As explained here and here in the CLI documentation, making sure that PDF signatures remain verifiable over long time scales requires special care. Signatures that have this property are often called “LTV enabled”, where LTV is short for long-term verifiable.

To verify a LTV-enabled signature, you should use validate_pdf_ltv_signature() instead of validate_pdf_signature(). The API is essentially the same, but validate_pdf_ltv_signature() takes a required validation_type parameter. The validation_type is an instance of the enum pyhanko.sign.validation.RevocationInfoValidationType that tells pyHanko where to find and how to process the revocation data for the signature(s) involved1. See the documentation for pyhanko.sign.validation.RevocationInfoValidationType for more information on the available profiles.

In the initial ValidationContext passed to validate_pdf_ltv_signature() via bootstrap_validation_context, you typically want to leave moment unset (i.e. verify the signature at the current time).
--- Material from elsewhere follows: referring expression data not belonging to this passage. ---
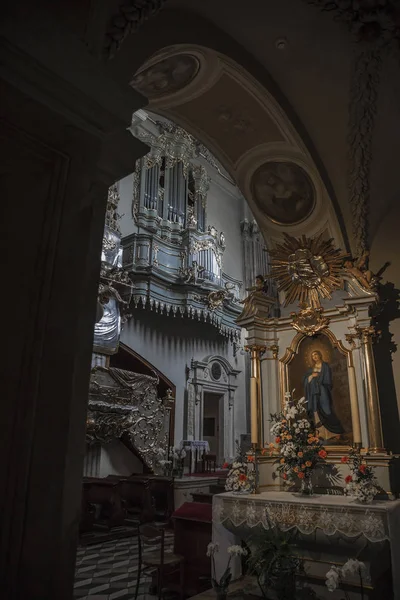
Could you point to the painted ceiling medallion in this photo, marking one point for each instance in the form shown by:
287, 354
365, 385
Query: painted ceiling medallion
306, 269
166, 76
283, 192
This is the validation context that will be used to establish the time of signing. When this step is done, pyHanko will construct a new validation context pointed towards that point in time. You can specify keyword arguments to the ValidationContext constructor using the validation_context_kwargs parameter of validate_pdf_ltv_signature(). In typical situations, you can leave the bootstrap_validation_context parameter off entirely, and let pyHanko construct an initial validation context using validation_context_kwargs as input.

The PAdES B-LTA validation example below should clarify that.

from oscrypto import keys
from pyhanko.pdf_utils.reader import PdfFileReader
from pyhanko.sign.validation import (
    validate_pdf_ltv_signature, RevocationInfoValidationType
)

root_cert = keys.parse_certificate(b'<certificate data goes here>')

with open('document.pdf', 'rb') as doc:
    r = PdfFileReader(doc)
    sig = r.embedded_signatures[0]
    status = validate_pdf_ltv_signature(
        sig, RevocationInfoValidationType.PADES_LTA,
        validation_context_kwargs={'trust_roots': [root_cert]}
    )
    print(status.pretty_print_details())

Notice how, rather than passing a ValidationContext object directly, the example code only supplies validation_context_kwargs. These keyword arguments will be used both to construct an initial validation context (at the current time), and to construct any subsequent validation contexts for point-of-time validation once the signing time is known.

In the example, the validation_context_kwargs parameter ensures that all validation will happen w.r.t. one specific trust root.

If all this sounds confusing, that’s because it is. You may want to take a look at the source of validate_pdf_ltv_signature() and its tests, and/or play around a little.

Warning

Even outside the LTV context, pyHanko always distinguishes between validation of the signing time and validation of the signature itself. In fact, validate_pdf_signature() reports both (see the docs for timestamp_validity).

However, since the LTV adjudication process is entirely moot without a trusted record of the signing time, validate_pdf_ltv_signature() will raise a SignatureValidationError if the timestamp token (or timestamp chain) fails to validate. Otherwise, validate_pdf_ltv_signature() returns a PdfSignatureStatus as usual.

Probing different aspects of the validity of a signature

The PdfSignatureStatus objects returned by validate_pdf_signature() and validate_pdf_ltv_signature() provide a fairly granular account of the validity of the signature.

You can print a human-readable validity report by calling pretty_print_details(), and if all you’re interested in is a yes/no judgment, use the the bottom_line property.

Should you ever need to know more, a PdfSignatureStatus object also includes information on things like

  • the certificates making up the chain of trust,

  • the validity of the embedded timestamp token (if present),

  • the invasiveness of incremental updates applied after signing,

  • seed value constraint compliance.

For more information, take a look at PdfSignatureStatus in the API reference.

Footnotes

1

Currently, pyHanko can’t figure out by itself which LTV strategy is being used, so the caller has to specify it explicitly.